Strangely, Matrix Multiplications on GPUs Run…

Horace He

Apr 29, 2024

125

Great minds discuss flops per watt.

Read →

22 Comments

Dylan Patel

Apr 29, 2024Edited

Benchmark performance by input type chart for H100, H200, MI300X pls. Make it something I gotta pay for lol. It would be cool to see FLOPS/Watt across all those HW too, cause rn all we see is some random MFU across a whole model which isnt apples to apple or theoretical peaks.

Expand full comment

Reply (1)

Amit

Apr 30, 2024

I also second this request… though my expectations are:

For MI300X, you can almost guarantee it’ll be worse flops/W due to it using a slightly worse process 5nm vs 4nm and more importantly the crazy use of chiplets.

H200 will be similar to H100 for such a test where BW doesn’t matter.

Expand full comment

Reply (2)

Dylan Patel

Apr 30, 2024

Don't think the MI300X has worse process node, that is just marketing from Nvidia. The H100 uses a customized version of TSMC N5P which they branded as 4N. AMD uses a customized version of N5P for the GPU compute stacked on top of N6 based active interposer. The chiplets/packaging may lead to worse efficiency as you stated.
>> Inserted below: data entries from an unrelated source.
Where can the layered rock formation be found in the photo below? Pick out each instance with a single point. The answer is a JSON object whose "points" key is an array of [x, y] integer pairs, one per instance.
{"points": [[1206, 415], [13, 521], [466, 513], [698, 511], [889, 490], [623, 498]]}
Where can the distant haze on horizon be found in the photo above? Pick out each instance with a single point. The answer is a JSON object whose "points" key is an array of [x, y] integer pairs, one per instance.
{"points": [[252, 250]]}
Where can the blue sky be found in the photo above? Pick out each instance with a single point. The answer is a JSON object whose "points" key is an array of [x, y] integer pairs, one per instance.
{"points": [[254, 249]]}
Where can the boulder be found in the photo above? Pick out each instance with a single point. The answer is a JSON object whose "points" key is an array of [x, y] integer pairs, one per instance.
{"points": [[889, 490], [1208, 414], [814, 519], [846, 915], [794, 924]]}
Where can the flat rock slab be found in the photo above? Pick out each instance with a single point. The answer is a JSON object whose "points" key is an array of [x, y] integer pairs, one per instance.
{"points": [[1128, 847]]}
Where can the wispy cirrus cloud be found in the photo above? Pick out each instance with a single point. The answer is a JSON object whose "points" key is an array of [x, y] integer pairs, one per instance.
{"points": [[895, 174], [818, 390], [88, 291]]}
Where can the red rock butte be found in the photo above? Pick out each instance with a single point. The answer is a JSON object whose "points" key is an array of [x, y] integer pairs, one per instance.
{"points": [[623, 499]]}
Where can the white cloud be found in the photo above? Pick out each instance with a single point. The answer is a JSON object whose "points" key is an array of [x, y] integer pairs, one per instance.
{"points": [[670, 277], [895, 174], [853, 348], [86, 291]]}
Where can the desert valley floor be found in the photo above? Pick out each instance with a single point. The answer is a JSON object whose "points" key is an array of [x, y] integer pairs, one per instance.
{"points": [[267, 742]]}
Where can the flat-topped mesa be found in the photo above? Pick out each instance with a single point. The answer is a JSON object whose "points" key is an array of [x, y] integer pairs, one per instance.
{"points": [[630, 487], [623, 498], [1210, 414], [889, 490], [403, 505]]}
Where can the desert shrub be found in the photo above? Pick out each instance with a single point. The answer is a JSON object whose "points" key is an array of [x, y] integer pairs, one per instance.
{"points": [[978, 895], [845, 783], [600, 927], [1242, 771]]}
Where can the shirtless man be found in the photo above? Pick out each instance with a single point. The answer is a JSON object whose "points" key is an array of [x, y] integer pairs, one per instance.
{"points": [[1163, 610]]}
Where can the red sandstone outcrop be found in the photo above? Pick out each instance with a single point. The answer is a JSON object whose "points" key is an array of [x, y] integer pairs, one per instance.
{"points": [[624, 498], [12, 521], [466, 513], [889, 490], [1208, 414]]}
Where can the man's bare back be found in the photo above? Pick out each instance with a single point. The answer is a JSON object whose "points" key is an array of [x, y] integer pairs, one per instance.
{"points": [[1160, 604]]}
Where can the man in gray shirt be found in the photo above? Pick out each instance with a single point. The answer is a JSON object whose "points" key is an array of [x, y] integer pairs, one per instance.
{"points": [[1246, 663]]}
As far as H200 vs H100, I heard there was a new stepping, but I was unable to verify if that's true or not, so may be slightly more efficient. Same with AMD's MI350X, there is a new stepping there (I was able to verify), so it is more efficient than their MI300X

Expand full comment

etiennemlb

Sep 1

On CDNA2 (MI250X), you should get:

Matrix size: 8192x8192x8192

Samples: 20, Repeats per sample: 4

InitType::Zero

Min TFLOPS: 43.6801

Q2 TFLOPS: 43.6177

InitType::Uniform

Min TFLOPS: 39.2816

Q2 TFLOPS: 39.2104

InitType::Normal

Min TFLOPS: 36.0061

Q2 TFLOPS: 35.7632

On CDNA3 (MI300A not X):

Matrix size: 8192x8192x8192

Samples: 50, Repeats per sample: 4

InitType::Zero

Min TFLOPS: 105.391

Q2 TFLOPS: 104.471

InitType::Uniform

Min TFLOPS: 80.3456

Q2 TFLOPS: 79.4675

InitType::Normal

Min TFLOPS: 78.3632

Q2 TFLOPS: 77.5272

This shows the real energy issue of the mi300a... While a discrete GPU suffers also from the limited power budget, the mi300a looses more.

Expand full comment

Amit

Apr 30, 2024

Very nice article, Horace.

It’s something many of us have long suspected, but this is the first time I am seeing actual experimental results showing that peak flops are really just pie in the sky — even if memory bandwidth was infinite.

Expand full comment

Reply (1)

Horace He

Apr 30, 2024

Thanks! Indeed, I was surprised how constrained modern GPUs are by power.

Expand full comment

The Microprocessor Guy

Sep 7, 2024

Nice article from a high level PoV and impact of real-world data. The impact of data patterns i.e. the number if 1s and 0s flipped between successive computations whether in logic or in the wires that connect the gates is actually a well understood problem. In the simplest form the larger the Hamming distance, larger is the switching power where the capacitance of the gates and wires have to switch and burn power. Modulating voltage and thus reducing performance by doing so is just a way of managing the power problem, but the root of the issue is typically not addressed efficiently in GPus where some of these data dependent effects are exacerbated due to the hardware architecture. Solutions to explore are well known from information theory, entropy, encoding to reduce Hamming distance, power efficient compression, etc). It had been often an afterthought in GPu hardware design to pursue such power efficient design studies. With AI trends, power efficiency will put a cap on how much we can scale GPu performance with current design approaches.

Expand full comment

Uma Kelkar

May 1, 2024

Horace, great article!

Power has 2 elements for flops/circuits like you pointed out. Static power and dynamic power. dynamic power = c.V^2.f where V is the power voltage which is also changed along with clock freq for power consumption reduction. You stated the voltage dependence, but I wanted to highlight that it has more power over power than clock freq. Pun intended. I would expect Nvidia to play with voltage too since major hardware engineers from Transmeta who invented LongRun and LongRun2 technology joined their team 24 years ago. LongRun basically throttles clock frequency along with head voltage (supply voltage for circuits). The reason to point out this is: when the power is throttled to 100 Watts, performance drop could be because clock freq throttle s happening now and until then it was voltage scaling. Do we have any evidence of what kicks in first?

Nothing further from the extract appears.